Clinical poisoning events involving yunaconitine (YAC), a toxic Aconitum alkaloid, occur more and more frequently, and whether the mechanism is correlated with metabolism-based interactions remains unknown. This study aimed to reveal the presumable mechanism by clarifying the metabolic profiles and kinetic-based mechanism of YAC. YAC could be oxidized into 20 metabolites by human liver microsomes, while CYP3A4 have a critical metabolic superiority. Sixteen of the metabolites were primary generated by CYP3A4, and 4 of them were generated only by CYP3A4. The presence of CYP3A inhibitor ketoconazole (KCZ) significantly suppressed the generation of all the 20 metabolites, with 9 of them being suppressed completely (P < 0.05). The plasma exposure (C_max and AUC_0-t values), cardiotoxicity and neurotoxicity of YAC enhanced remarkably in mice when Cyp3a were inhibited (P < 0.05). Moreover, the CYP3A4-based kinetics of YAC is an example of substrate inhibition, and the inhibitory manner of YAC on CYP3A4 was competitive, with K_i value being 1.76 μmol/L. Overall, YAC was a sensitive substrate and moderately competitive inhibitor of CYP3A4. The inhibition on CYP3A4 could sharply increase the in vivo exposure and toxicity of YAC. Thus, clinical poisoning events involving YAC may be highly correlated with CYP3A4-mediated interactions.
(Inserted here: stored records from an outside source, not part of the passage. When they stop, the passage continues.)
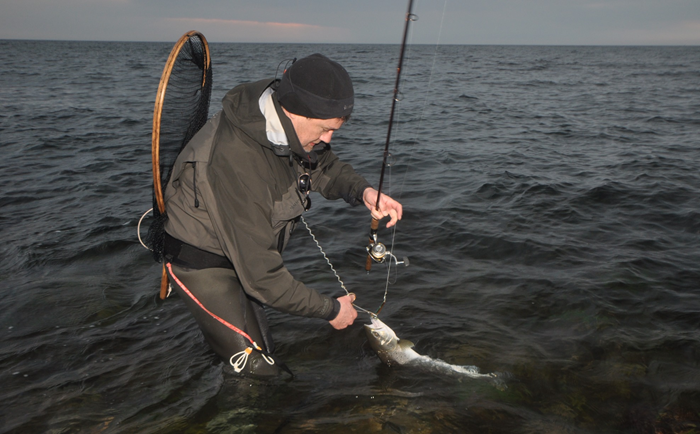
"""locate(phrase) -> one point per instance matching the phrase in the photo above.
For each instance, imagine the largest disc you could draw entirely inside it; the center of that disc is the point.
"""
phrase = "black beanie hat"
(316, 87)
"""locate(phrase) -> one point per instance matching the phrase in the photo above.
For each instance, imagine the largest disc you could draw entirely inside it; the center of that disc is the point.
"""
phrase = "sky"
(528, 22)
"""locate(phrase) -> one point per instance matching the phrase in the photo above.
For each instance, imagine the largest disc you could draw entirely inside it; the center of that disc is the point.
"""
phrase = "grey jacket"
(234, 193)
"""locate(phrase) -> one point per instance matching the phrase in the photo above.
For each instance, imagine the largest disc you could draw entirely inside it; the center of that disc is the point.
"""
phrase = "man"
(237, 191)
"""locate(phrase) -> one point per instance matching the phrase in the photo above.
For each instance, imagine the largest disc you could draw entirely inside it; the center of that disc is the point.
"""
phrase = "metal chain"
(342, 285)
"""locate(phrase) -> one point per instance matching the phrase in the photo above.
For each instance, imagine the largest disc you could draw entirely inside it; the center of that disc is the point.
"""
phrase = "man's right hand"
(347, 313)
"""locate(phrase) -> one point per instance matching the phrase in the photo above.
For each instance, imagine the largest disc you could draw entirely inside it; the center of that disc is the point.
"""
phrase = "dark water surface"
(551, 220)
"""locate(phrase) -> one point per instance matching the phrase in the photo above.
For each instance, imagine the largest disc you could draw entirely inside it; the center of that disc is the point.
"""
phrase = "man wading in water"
(236, 192)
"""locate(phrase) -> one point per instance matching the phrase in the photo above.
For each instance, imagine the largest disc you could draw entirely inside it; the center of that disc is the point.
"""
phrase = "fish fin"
(406, 344)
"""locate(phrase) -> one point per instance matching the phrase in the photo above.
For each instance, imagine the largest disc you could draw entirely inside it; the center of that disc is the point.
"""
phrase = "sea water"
(551, 216)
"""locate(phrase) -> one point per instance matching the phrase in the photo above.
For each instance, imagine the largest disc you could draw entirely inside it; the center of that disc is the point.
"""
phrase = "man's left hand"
(387, 206)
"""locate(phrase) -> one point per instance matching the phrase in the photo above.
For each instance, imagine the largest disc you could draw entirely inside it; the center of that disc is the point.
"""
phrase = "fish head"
(384, 341)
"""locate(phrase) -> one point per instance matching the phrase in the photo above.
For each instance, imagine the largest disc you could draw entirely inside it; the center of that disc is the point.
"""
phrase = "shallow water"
(551, 221)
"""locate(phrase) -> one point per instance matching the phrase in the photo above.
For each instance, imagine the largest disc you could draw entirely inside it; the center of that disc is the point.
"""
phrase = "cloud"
(260, 31)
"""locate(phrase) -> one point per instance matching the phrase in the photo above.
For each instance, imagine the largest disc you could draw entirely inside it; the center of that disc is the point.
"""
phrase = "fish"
(395, 351)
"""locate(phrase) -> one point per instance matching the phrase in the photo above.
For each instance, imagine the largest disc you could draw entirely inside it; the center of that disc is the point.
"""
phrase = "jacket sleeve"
(335, 179)
(240, 209)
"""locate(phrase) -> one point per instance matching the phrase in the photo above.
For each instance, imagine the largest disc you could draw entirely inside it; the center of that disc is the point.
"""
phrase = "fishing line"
(411, 17)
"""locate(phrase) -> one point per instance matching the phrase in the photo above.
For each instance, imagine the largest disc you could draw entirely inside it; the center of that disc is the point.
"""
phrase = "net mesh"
(185, 109)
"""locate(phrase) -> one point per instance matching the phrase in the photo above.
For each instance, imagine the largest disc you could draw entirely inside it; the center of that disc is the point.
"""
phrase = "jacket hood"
(241, 109)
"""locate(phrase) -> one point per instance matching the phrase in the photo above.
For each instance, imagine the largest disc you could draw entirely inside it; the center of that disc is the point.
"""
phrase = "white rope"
(242, 358)
(138, 229)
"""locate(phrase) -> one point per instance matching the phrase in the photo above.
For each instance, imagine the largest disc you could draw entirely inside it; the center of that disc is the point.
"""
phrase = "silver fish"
(395, 351)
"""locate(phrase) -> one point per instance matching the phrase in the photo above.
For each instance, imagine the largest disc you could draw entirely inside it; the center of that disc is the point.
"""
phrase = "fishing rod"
(377, 251)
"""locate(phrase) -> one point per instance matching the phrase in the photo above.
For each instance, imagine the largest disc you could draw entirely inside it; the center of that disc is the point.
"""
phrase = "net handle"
(155, 136)
(158, 110)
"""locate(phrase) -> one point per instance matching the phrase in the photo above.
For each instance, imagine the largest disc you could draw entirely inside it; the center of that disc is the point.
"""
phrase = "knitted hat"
(316, 87)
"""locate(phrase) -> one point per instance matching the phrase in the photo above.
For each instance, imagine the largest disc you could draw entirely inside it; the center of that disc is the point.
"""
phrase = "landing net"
(181, 109)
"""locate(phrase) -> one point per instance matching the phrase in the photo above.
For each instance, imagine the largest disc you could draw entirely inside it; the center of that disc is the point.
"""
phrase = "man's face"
(311, 131)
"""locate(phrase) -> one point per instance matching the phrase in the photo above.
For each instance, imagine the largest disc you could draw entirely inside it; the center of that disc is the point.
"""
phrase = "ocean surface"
(551, 217)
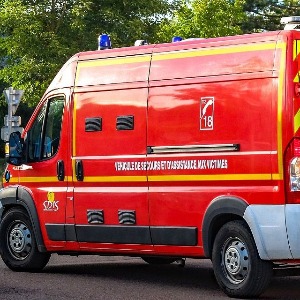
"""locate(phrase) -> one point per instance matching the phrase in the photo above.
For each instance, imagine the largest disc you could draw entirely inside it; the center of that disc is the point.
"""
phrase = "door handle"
(60, 169)
(79, 170)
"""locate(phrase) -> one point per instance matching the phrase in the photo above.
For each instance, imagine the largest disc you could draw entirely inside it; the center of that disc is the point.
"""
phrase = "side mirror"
(16, 146)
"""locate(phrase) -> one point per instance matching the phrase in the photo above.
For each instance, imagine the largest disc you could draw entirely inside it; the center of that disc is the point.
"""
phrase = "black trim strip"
(193, 148)
(113, 234)
(153, 235)
(177, 236)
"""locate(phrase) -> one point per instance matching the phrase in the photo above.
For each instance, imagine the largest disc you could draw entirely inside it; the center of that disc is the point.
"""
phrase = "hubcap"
(19, 240)
(235, 260)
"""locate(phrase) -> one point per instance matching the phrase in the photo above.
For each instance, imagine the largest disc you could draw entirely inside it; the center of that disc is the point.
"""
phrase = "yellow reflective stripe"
(114, 61)
(296, 51)
(297, 121)
(74, 125)
(115, 179)
(216, 51)
(223, 177)
(38, 179)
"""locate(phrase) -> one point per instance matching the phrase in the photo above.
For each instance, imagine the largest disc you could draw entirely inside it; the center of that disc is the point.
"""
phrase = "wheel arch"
(19, 197)
(220, 211)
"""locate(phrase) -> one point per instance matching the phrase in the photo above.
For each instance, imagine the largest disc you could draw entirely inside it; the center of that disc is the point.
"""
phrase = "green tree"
(204, 18)
(38, 36)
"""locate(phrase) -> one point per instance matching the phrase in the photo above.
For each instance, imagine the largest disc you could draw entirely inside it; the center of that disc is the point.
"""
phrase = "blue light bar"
(176, 39)
(104, 42)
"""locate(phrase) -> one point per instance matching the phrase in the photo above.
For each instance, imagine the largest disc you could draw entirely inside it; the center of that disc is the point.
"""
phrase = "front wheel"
(17, 243)
(238, 269)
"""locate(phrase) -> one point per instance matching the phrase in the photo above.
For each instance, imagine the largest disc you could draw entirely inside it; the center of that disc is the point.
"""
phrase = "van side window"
(44, 136)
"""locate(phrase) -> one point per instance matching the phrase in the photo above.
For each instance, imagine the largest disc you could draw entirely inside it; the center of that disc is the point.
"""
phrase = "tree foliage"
(265, 15)
(38, 36)
(204, 18)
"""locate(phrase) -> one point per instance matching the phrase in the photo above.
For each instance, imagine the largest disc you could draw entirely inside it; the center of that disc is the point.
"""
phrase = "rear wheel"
(17, 243)
(238, 269)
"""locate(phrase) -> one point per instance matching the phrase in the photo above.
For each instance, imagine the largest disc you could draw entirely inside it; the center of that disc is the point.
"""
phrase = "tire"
(158, 260)
(18, 246)
(238, 269)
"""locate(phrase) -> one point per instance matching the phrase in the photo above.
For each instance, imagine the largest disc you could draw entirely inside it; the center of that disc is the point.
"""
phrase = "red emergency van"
(180, 150)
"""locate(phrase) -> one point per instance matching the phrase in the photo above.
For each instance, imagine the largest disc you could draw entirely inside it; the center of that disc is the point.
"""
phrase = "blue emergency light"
(176, 39)
(104, 42)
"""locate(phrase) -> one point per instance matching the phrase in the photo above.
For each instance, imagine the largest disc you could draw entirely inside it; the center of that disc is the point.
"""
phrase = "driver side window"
(44, 136)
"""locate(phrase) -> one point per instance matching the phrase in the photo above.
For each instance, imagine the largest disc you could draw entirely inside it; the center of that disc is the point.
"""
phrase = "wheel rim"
(19, 240)
(235, 260)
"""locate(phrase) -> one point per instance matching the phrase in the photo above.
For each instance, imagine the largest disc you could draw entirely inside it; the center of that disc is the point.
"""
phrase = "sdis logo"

涉及有毒乌头生物碱尤乌头碱（YAC）的临床中毒事件越来越频繁地发生，其机制是否与基于代谢的相互作用相关仍不清楚。本研究旨在通过阐明 YAC 的代谢特征和动力学机制来揭示可能的机制。YAC可以被人肝微粒体氧化成20种代谢物，而CYP3A4具有关键的代谢优势。其中 16 种代谢物主要由 CYP3A4 产生，其中 4 种代谢物仅由 CYP3A4 产生。CYP3A抑制剂酮康唑（KCZ）的存在显着抑制了所有20种代谢物的产生，其中9种代谢物被完全抑制（P  < 0.05）。抑制Cyp3a后，YAC对小鼠的血浆暴露量（C _max和AUC _{0-t值）、心脏毒性和神经毒性显着增强（} P  < 0.05）。此外，YAC基于CYP3A4的动力学是底物抑制的一个例子，YAC对CYP3A4的抑制方式是竞争性的，K _i值为1.76 μmol/L。总体而言，YAC 是 CYP3A4 的敏感底物和适度竞争性抑制剂。对CYP3A4的抑制会急剧增加YAC的体内暴露和毒性。因此，涉及 YAC 的临床中毒事件可能与 CYP3A4 介导的相互作用高度相关。